ILNRE: Thinking About Mortgage Insurance? Jeff Romansky Tells Us What To Look For
August 1, 2016 | Posted by: Steve Dainard
Steve Dainard speaks with Jeff Romansky, an insurance broker with 10 years of experience. In this episode, Jeff talks about the importance of not procrastinating about your insurance coverage, and 2 types of insurance that can help you and your family.
Term insurance and Permanent insurance
- Term insurance (if you die or get sick).
- This is protection on your income if you die or become ill. You will be able to continue to make mortgage payments.
- This option might be a cheaper plan than an individual mortgage, credit card, or loan insurance.
- Permanent insurance (when you die).
- Estate planning.
- If you want to leave property to your children, there might be capital gains tax.
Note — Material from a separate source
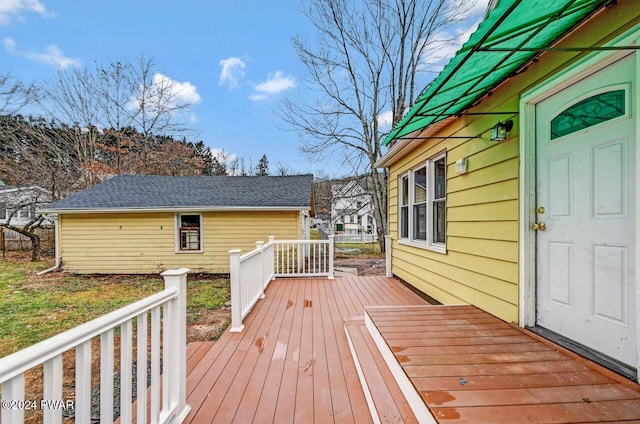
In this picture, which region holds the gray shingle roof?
[42,175,313,212]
- The capital gain is based on half the growth at your marginal tax rate. For example, you bought a property for $200,000, by the time you die, it’s worth $700,000. The capital gains would be $100,000 if the marginal tax rate is 40%.
- Insurance can help in this situation if the estate might not have the funds.
- Quick insurance by big brokerages.
- These are only beneficial if you are in perfect health.
3 things to look for in an insurance broker
- An adviser who takes the time to find out your needs.
- A good adviser knows who the best insurance carrier for you.